Security-Forward Organizations Ought to Develop Understanding of How to Apply Quantum Computing to Cybersecurity
(Entrepreneur) Hackers are evolving in parallel to technological advancements. Engineers, mathematician and physicists are simultaneously working on innovative concepts that harness the progression of classical encryption methods. New devices are utilizing principles of quantum physics and deploying sophisticated and powerful algorithms for safe communication.
Utilization of public keys for encryption and private keys for decryption — each of which are created by algorithm-fueled random number generators — is called asymmetrical cryptography. Genuine randomness is considered unachievable by purely classical means, but can be accomplished with the added application of quantum physics.
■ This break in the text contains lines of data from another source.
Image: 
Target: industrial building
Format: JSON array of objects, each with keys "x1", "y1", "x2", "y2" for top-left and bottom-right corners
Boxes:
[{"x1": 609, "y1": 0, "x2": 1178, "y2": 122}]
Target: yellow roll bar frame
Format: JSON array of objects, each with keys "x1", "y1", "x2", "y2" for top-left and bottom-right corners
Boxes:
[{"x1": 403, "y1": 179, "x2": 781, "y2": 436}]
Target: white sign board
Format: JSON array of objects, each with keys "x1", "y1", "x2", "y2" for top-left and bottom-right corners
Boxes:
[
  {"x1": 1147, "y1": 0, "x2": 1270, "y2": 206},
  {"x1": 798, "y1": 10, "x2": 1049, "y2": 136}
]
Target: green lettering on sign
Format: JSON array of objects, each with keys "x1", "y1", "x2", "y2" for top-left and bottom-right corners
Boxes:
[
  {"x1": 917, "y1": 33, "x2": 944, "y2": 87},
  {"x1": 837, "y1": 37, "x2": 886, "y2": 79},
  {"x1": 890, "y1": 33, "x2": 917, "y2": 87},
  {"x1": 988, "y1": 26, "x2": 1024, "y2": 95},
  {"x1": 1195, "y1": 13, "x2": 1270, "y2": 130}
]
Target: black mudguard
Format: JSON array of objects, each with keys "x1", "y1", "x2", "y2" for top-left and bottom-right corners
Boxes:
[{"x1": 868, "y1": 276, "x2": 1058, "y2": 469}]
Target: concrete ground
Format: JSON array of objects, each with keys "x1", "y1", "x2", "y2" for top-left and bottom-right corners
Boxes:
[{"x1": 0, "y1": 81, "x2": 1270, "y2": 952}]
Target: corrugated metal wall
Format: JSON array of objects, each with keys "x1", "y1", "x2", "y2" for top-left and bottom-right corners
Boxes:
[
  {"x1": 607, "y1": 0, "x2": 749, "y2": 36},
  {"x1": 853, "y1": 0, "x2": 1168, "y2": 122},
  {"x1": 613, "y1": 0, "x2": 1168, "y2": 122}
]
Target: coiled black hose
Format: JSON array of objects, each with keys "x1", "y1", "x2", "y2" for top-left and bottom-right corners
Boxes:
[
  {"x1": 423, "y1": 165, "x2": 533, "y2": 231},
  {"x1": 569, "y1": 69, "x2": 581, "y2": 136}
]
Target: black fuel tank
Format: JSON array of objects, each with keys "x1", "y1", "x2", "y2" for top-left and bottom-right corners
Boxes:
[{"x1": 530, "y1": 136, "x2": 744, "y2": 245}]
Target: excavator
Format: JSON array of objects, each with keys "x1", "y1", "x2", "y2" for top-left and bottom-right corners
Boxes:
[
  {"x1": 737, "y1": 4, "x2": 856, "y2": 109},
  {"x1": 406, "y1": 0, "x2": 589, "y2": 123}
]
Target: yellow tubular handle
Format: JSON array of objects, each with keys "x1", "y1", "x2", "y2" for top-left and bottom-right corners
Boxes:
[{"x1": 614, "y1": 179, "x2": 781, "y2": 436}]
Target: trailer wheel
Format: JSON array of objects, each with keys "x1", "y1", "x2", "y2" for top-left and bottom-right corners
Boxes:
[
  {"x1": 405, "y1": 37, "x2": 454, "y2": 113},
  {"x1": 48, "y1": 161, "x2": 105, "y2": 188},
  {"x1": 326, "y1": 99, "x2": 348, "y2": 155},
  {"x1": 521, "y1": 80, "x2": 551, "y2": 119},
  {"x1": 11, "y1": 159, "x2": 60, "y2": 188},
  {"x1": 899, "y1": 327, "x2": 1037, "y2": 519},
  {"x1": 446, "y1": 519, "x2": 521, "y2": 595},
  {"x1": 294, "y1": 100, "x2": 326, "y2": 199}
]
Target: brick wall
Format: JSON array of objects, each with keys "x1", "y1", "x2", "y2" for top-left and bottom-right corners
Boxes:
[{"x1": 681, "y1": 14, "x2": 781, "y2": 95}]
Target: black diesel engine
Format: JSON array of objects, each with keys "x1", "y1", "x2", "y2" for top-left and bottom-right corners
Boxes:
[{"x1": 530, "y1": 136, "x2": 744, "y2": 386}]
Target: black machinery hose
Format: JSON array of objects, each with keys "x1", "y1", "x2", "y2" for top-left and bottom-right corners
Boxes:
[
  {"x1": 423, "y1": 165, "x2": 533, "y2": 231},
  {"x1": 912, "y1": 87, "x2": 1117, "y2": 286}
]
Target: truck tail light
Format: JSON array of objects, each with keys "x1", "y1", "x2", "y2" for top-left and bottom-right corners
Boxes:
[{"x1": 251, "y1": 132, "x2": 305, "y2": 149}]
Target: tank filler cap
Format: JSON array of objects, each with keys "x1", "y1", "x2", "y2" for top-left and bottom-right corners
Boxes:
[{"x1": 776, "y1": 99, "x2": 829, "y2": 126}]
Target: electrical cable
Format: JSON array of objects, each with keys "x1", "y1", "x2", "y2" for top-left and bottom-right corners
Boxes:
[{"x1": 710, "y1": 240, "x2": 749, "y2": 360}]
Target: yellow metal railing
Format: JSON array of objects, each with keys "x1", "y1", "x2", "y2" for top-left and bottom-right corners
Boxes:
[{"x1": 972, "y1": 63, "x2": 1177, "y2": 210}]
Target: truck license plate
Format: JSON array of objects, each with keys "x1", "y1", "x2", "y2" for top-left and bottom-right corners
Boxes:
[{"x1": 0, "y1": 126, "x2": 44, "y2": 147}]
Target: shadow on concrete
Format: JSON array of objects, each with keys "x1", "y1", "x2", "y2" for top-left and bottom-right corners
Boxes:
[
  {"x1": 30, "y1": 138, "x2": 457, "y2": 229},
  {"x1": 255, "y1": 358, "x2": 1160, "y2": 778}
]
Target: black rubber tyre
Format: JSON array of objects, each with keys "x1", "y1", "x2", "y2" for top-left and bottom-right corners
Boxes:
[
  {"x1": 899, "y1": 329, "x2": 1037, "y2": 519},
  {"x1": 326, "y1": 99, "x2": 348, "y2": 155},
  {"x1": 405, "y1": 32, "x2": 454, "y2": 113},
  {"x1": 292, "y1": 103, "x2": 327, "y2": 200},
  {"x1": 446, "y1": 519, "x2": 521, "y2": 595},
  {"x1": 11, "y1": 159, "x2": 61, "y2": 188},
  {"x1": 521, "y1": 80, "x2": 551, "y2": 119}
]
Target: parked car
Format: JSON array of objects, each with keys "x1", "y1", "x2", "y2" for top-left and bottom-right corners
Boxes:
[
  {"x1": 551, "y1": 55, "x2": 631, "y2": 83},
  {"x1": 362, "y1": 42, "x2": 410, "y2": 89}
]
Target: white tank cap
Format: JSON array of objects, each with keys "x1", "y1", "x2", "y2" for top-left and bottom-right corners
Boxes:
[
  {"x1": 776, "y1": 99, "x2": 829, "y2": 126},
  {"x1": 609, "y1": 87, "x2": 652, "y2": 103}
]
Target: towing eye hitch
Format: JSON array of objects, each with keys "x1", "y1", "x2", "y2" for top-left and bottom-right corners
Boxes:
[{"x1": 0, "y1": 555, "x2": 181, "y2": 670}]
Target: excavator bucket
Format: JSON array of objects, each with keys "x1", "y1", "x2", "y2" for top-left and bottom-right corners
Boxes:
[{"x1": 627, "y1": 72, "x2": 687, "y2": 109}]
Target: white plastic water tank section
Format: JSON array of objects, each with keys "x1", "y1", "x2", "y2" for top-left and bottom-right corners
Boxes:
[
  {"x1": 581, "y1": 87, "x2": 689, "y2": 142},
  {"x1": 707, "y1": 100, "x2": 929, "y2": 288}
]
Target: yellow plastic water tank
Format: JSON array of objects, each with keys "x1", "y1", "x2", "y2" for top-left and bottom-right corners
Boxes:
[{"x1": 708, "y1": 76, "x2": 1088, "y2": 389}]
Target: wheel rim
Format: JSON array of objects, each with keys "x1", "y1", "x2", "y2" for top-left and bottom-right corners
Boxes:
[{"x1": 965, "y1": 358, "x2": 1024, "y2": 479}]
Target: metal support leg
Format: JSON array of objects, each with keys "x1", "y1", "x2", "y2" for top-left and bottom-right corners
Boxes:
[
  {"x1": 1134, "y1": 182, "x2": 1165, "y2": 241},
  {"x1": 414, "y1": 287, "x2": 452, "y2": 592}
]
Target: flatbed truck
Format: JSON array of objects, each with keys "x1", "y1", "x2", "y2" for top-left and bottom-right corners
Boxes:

There are two methods by which large-scale quantum and classical computers can obscure private information.
Method #1: Recover the key generated during the key agreement phase.
Method #2: Interrupt the encryption algorithm.
Quantum key distribution (QKD) is a quantum cryptographic primitive designed to generate unbreakable keys. QKD ensures key agreement, including well-known BB84 and E91 algorithms. In 2017, a Chinese team successfully demonstrated that satellites can perform safe and secure communications with the help of symmetrical cryptography and QKD.
QKD alone can’t satisfy all protection requirements, but there are other mechanisms for security enhancement by utilizing “quantum-safe” encryption algorithms based on solving mathematical problems instead of laws of quantum physics.
The United States National Institute of Standards and Technology is presently evaluating 69 new methods known as “post-quantum cryptography,” or PQC. Quantum computing offers an eminent, potential solution to cybersecurity and encryption threats. Any security-forward organization ought to develop an understanding of crypto agility.